Baustein 2: Digitales Gold - Data Mining und seine Konsequenzen
Hier wird direkt an die Ergebnisse aus Baustein 1 angeknüpft und der Frage nachgegangen, was mit all den Daten, die über uns gesammelt werden, eigentlich passiert. Die Tatsache, dass Daten gesammelt und zu "Big Data" aggregiert werden, ist meist - zumindest diffus - bekannt. Doch wie das genau funktioniert, wer dahinter steckt und was genau mit den Daten gemacht wird, bleibt oft im Dunklen.

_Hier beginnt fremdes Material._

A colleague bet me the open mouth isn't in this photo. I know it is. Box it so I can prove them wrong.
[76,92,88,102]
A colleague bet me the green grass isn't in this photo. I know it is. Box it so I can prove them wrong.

Im zweiten Projektbaustein begeben die Schülerinnen und Schüler sich daher mithilfe eines Erklärfilms auf den "Weg ihrer Daten" und erarbeiten anschließend Wissen über Datenschutz sowie Strategien, wie man seine Daten besser schützen kann.

Baustein 3: Schöne neue Welt?! - Digitalisierung auf dem Prüfstand
Welche Auswirkungen hat Digitalisierung auf die gegenwärtige und zukünftige Lebenswirklichkeit? - Dieser Frage gehen die Schülerinnen und Schüler im dritten Projektbaustein nach, diskutieren Vor- und Nachteile von Digitalisierung und erörtern Kriterien für die Beurteilung einzelner Aspekte.
Anknüpfend an das Vorwissen der Schülerinnen und Schüler entwerfen diese mithilfe digitaler Tools SciFi-Szenarios einer zukünftigen durchdigitalisierten Welt, die sie anschließend mit dem „status quo“ der technischen Entwicklung abgleichen und darüberhinaus für eine Pro-Contra-Gegenüberstellung positiv oder negativ bewerten. In der abschließenden Reflexion diskutieren die Schülerinnen und Schüler, anhand welcher Kriterien die Aspekte positiv oder negativ bewertet wurden, und machen sich ihren Urteilsbildungsprozess auf der Metaebene bewusst. (Konzept der Urteilsbildung).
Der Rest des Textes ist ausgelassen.